In an ominous, smoke-filled room, the black wings of a hundred crows scatter to the rafters at the sound of a fist pounding at the head of an ancient table. A menacing voice demands to know how the poor soul cowering at the other end has failed to submit notifications on Current Total Aggregate Measurement of Support for over a decade. Utter silence pervades the room except for the subdued voice of a distant translator speaking into a headset. The cowering soul, finally comprehending the question, hurriedly vows that notifications will cover the table before the rooster awakens the dawn.
Notifications play a vital role in the workings of the World Trade Organization (WTO). The WTO is supposed to be much more than a court for litigation; it is also a forum for negotiation and monitoring how its members comply with the rules to which they agreed. Notifications feed information into the system on a variety of topics, from quota administration to trade-related phytosanitary measures to agricultural domestic support, among many others. Centralizing this information along with active discussions between officials helps facilitate negotiations and sheds light on problems in the marketplace.

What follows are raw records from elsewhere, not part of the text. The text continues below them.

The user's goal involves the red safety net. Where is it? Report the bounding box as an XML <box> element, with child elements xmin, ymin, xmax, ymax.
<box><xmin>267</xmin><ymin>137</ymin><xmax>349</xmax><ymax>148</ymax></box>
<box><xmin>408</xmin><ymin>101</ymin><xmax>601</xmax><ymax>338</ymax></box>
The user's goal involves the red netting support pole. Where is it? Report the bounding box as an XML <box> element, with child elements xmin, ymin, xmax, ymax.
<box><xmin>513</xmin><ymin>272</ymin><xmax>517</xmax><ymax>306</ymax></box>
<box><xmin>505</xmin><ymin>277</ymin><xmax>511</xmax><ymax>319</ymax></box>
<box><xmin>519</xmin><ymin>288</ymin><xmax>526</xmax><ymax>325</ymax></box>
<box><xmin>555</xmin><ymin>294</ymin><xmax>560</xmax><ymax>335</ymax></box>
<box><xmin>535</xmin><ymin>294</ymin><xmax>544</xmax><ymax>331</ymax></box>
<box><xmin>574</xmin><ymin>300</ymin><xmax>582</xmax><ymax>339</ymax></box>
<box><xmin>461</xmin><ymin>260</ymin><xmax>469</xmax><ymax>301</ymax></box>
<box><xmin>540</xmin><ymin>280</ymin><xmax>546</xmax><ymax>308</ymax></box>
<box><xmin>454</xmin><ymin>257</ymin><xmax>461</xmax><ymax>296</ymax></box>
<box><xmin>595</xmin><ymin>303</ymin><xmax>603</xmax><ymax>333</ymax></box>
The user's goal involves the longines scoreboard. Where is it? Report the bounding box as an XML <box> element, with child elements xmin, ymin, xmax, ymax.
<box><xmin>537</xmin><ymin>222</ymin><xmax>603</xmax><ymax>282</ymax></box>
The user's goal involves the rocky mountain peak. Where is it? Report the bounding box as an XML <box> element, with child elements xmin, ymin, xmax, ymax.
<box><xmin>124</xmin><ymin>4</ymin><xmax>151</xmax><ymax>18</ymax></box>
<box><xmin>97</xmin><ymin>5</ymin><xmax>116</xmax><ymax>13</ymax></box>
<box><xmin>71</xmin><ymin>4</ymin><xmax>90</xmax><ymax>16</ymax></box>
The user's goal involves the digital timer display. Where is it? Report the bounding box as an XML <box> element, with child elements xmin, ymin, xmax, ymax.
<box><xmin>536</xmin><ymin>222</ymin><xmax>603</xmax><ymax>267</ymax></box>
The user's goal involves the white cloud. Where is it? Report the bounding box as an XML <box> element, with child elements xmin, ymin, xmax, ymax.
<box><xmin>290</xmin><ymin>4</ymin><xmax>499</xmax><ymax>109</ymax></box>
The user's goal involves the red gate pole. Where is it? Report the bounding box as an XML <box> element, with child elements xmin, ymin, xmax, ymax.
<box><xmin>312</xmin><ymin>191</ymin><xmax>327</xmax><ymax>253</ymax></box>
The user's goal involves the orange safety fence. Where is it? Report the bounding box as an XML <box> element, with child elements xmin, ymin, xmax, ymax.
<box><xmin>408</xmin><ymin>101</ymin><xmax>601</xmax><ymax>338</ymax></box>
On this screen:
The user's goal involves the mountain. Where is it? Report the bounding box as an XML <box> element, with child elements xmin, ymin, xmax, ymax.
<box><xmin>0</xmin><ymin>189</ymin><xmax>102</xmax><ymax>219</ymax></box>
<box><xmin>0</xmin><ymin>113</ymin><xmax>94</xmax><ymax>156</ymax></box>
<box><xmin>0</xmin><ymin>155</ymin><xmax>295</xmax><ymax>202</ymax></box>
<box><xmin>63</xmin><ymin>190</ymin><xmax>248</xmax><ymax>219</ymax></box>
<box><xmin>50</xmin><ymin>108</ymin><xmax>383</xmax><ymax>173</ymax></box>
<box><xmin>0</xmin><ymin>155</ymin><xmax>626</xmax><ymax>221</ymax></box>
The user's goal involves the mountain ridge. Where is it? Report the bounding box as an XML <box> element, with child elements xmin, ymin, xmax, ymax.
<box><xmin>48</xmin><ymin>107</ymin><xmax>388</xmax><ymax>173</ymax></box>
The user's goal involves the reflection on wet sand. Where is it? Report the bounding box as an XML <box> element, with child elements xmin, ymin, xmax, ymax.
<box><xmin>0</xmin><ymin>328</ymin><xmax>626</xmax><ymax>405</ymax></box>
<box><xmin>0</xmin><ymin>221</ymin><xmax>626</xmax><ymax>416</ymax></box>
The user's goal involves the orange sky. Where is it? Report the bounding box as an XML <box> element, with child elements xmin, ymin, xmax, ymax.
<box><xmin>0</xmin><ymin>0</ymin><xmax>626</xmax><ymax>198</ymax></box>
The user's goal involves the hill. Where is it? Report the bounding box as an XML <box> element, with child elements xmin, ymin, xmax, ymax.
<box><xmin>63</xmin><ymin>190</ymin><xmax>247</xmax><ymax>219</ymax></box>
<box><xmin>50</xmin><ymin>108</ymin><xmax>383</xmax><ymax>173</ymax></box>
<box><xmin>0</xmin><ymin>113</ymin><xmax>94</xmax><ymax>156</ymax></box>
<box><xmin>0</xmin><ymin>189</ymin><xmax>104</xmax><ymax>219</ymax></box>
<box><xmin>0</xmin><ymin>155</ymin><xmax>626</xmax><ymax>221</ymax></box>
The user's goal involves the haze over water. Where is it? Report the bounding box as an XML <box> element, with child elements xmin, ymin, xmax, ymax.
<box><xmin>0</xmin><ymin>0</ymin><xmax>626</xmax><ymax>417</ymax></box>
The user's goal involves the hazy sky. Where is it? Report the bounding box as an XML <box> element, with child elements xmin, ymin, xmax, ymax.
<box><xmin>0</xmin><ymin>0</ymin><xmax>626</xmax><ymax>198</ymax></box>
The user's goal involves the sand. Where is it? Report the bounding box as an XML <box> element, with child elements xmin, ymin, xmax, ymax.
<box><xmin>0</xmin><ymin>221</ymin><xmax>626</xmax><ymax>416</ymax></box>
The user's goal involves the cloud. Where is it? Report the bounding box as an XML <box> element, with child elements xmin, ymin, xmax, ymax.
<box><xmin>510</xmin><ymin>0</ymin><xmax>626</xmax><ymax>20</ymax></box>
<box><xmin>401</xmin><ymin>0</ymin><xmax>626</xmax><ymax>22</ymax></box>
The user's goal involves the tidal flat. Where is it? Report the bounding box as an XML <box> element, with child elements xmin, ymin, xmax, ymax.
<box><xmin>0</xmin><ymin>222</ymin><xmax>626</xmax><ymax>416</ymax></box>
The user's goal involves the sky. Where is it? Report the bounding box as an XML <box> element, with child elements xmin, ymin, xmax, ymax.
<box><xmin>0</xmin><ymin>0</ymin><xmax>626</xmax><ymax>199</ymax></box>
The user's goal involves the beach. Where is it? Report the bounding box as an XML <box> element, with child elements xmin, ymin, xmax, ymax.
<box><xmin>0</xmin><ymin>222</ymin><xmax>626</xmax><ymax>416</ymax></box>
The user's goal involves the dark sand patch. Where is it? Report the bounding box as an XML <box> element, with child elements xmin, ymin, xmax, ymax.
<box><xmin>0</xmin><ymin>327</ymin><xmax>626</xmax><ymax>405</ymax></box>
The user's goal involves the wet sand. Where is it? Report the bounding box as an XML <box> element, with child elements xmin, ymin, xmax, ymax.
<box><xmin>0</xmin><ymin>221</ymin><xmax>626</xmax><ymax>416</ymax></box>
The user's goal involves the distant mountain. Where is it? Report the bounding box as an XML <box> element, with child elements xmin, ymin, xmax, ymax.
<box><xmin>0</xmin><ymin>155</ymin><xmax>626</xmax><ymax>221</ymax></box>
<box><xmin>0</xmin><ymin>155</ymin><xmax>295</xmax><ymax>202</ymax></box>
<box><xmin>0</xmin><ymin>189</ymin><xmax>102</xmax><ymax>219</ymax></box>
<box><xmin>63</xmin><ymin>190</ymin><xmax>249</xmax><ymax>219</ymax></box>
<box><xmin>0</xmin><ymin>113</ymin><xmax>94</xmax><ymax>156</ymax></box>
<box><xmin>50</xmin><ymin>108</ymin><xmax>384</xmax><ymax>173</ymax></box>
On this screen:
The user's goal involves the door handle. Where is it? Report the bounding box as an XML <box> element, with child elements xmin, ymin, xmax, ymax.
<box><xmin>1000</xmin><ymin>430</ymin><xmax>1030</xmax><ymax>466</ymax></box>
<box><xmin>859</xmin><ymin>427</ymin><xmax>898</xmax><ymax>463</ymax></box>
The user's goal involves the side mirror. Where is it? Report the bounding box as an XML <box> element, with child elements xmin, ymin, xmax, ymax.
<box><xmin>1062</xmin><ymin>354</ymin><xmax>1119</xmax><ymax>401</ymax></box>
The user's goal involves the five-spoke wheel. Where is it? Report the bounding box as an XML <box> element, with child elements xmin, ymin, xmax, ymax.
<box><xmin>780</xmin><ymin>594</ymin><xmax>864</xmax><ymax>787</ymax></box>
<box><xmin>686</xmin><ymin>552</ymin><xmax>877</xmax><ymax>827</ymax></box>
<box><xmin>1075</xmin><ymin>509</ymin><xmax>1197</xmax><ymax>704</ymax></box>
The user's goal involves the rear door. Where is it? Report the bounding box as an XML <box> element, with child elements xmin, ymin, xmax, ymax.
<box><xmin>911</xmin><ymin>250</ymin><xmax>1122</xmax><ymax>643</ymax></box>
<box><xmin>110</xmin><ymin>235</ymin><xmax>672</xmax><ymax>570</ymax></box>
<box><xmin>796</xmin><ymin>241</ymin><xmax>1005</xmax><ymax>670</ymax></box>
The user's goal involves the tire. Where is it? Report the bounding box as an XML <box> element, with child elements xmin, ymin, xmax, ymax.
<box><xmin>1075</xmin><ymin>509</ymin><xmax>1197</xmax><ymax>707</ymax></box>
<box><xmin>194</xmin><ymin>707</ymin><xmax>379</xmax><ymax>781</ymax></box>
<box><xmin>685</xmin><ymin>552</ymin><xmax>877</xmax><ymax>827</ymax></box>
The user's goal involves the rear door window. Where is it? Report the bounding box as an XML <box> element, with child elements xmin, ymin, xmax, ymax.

In reality, many countries do not submit notifications or delay for so long that they are practically worthless by the time other countries can review them. Fully one-third of WTO members had outstanding notifications on agriculture that were at least two years overdue in 2017, and some much older than that. For example, Turkey – a major wheat producer – submitted domestic support (or subsidy) notifications in July 2017 covering the three years from 2002 to 2004.
The notification system works well enough when countries are abiding by their WTO commitments and are reasonably committed to the system, but it has become clear that many countries need some extra motivation, particularly those that are sources of major distortions in agricultural markets. That is why we are glad that the United States government has taken steps to highlight this issue through a transparency proposal it made in advance of the latest World Trade Organization ministerial meeting in Buenos Aires.
The U.S. proposal would provide for a proportionate response to failures by countries to fulfill basic WTO transparency and notification requirements. After a certain period when a country is delinquent in its notifications and uncooperative in providing information, it will lose basic privileges and access to WTO materials and activities. If it remains delinquent for no more than three years beyond a notification deadline, the WTO will designate the country as an “Inactive Member” of the WTO until its notifications are current.
This approach seems reasonable and logical – if a country is failing to meet basic obligations, it should lose benefits of membership. Today there are no consequences for noncompliance with transparency commitments except the consternation of frustrated colleagues.
Maybe it’s time to give that soul a reason to cower.